Women who are outwardly strongly differentiated from men — the ultra-feminine kind — are biologically more attractive, because the biological law aims at the best possible mixture within the species of opposite hereditary characteristics. Their attractiveness guarantees their survival — they do not have to compete and the men who want them will pay any price for their company. Such an ultra-feminine woman would have to be endowed with extraordinary will power or talent to resist the constant barrage of temptations from men seeking to corrupt her, and to expose herself to the same competitive struggle as that of men. She usually chooses the easy way out and leaves the struggle to the man. Ultra-feminine women do not need to be intelligent to survive, and so they generally let themselves fall behind. They fulfill only one of the necessary conditions for love: that of being outwardly their partner's polar opposite.

Women who are outwardly not unmistakably different from men — women whose appearance is not especially feminine — are biologically less attractive than the others, and not likely to be pursued by men seeking to corrupt them. To survive, these women must plunge into the same hard struggle for existence as men do, and are equally compelled to develop their minds. These barely feminine women — in appearance and effect — accordingly also fulfill only one of the two necessary conditions for love: that of intellectual equality. The other condition, of outward polarity in appearance, they mostly tend not to fulfill.

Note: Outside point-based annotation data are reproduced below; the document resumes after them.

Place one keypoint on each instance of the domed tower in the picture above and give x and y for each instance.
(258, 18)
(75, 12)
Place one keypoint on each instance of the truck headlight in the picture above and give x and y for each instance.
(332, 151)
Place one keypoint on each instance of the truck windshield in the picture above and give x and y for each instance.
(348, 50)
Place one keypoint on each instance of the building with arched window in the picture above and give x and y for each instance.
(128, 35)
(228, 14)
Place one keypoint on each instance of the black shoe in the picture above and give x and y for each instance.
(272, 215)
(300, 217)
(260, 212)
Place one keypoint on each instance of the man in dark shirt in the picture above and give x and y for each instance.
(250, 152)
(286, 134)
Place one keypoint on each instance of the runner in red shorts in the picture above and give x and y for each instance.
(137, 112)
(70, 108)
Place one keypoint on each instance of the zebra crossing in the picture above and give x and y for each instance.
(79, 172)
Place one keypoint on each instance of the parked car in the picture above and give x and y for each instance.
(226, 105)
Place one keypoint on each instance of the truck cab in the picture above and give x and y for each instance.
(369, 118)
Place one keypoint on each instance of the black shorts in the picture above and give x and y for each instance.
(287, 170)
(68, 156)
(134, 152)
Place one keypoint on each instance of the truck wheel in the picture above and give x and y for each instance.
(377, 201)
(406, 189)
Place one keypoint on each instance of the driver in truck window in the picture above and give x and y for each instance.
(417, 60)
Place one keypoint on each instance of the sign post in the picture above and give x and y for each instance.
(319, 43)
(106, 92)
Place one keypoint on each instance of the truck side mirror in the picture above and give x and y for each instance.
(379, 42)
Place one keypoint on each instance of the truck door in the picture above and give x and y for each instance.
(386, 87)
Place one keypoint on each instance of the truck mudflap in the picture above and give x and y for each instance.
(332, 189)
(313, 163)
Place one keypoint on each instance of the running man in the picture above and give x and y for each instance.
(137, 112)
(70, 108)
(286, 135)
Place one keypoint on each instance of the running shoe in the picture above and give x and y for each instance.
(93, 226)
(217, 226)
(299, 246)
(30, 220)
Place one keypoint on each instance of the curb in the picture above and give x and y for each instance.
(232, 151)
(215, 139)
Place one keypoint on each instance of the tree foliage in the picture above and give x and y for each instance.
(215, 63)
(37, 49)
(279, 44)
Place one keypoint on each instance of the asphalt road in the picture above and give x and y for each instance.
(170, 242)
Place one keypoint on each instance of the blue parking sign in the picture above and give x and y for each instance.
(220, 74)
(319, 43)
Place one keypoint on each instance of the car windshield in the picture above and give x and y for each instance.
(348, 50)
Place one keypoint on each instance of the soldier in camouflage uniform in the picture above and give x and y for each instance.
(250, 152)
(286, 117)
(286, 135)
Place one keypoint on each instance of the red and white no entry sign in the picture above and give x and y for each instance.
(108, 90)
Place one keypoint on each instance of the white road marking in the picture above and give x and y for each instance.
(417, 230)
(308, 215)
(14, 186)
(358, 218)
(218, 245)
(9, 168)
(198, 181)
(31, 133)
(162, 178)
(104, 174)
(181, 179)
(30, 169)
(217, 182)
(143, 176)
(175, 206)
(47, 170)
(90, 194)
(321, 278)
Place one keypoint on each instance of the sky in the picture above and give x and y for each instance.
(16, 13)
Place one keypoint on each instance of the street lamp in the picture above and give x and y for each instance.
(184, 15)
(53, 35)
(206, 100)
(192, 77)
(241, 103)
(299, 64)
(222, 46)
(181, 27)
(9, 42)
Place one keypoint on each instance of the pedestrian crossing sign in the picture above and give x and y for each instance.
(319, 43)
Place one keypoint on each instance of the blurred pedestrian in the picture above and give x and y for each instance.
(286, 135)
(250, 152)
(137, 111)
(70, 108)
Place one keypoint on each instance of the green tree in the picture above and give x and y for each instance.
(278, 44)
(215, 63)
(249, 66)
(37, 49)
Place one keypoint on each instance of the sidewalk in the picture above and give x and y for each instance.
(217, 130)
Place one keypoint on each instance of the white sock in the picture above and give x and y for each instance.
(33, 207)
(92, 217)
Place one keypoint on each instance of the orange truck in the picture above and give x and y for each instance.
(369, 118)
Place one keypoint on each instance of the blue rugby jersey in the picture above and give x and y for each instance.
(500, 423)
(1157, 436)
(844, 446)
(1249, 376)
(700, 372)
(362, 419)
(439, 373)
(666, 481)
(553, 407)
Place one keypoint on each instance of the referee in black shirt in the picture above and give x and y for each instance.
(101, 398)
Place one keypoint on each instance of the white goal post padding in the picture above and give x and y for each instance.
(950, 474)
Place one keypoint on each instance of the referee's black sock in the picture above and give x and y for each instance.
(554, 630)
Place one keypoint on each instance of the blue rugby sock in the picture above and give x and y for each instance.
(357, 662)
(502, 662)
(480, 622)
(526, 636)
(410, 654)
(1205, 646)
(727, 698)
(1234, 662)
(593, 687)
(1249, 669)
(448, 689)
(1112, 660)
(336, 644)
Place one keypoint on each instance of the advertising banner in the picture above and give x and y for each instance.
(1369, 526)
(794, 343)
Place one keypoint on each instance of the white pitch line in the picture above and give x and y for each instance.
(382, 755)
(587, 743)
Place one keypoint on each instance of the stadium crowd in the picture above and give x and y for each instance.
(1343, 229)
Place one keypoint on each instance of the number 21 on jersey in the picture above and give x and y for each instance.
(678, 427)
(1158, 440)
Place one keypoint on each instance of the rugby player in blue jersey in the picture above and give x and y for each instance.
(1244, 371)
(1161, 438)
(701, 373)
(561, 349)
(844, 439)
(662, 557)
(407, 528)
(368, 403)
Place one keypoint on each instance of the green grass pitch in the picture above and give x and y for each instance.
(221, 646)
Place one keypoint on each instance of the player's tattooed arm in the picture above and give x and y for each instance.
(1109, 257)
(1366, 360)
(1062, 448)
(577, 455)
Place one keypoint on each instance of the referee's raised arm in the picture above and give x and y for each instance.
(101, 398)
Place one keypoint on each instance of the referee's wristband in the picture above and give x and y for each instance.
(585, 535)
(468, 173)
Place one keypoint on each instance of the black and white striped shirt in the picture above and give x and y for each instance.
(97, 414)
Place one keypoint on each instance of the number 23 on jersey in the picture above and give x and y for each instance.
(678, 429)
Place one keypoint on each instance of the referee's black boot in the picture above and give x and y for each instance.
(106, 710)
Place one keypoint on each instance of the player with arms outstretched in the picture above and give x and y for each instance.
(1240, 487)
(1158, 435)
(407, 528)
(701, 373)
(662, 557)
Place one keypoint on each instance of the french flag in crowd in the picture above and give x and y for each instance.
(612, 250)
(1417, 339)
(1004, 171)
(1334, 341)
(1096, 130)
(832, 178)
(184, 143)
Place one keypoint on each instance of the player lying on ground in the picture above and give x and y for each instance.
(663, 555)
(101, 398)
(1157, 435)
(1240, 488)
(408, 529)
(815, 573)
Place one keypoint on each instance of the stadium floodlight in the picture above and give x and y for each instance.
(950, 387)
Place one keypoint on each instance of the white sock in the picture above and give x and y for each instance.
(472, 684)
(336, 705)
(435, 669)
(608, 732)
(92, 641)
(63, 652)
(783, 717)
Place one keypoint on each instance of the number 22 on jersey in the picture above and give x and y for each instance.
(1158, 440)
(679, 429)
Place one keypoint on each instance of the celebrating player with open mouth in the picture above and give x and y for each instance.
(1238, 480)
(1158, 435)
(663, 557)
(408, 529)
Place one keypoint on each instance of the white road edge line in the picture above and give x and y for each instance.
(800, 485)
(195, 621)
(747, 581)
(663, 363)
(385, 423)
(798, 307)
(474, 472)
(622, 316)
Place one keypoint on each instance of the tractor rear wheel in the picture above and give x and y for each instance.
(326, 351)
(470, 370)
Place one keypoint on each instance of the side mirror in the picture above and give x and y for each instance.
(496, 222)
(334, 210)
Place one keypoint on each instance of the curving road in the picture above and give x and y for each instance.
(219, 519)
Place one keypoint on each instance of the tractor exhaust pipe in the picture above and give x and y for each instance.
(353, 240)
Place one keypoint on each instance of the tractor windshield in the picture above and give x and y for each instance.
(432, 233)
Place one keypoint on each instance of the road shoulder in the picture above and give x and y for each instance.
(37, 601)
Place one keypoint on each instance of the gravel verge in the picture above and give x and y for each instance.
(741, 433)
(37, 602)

This leads to the following consequences:

  1. Whomever the man chooses as a partner, he is likely to find lacking in one of the required qualities for love (the woman is either too unfeminine or too stupid).
  2. Whomever the woman chooses as a partner, she is likely to find lacking in one requirement for love (the man is either too unmanly for her, too stupid, or too intelligent).
  3. Since the fulfillment of biological law has priority — since biological drive is more powerful than a psychological need — feminine-looking women, though stupid, are preferred to unfeminine-looking women, who are intelligent.

This leads to the following misapprehension:

  1. Men believe intelligence makes women unfeminine. In reality it is the other way around: a lack of femininity makes women intelligent.
  2. Women believe that intelligence puts men off. This is not so: men don't mind intelligence in a woman, but they are put off more by an unfeminine appearance more than by stupidity (it is a matter of priorities).
  3. It is a vicious circle: men cannot find women whom they can love, and those women who value a man's love more than his protection cannot be lovable. Since they believe that men will avoid intelligent women, they studiously avoid whatever will expand their mental horizons, and so move ever further away from fashioning themselves into true love objects. The few, rare great loves that do bloom into being and last a lifetime only prove that there are exceptions to every rule.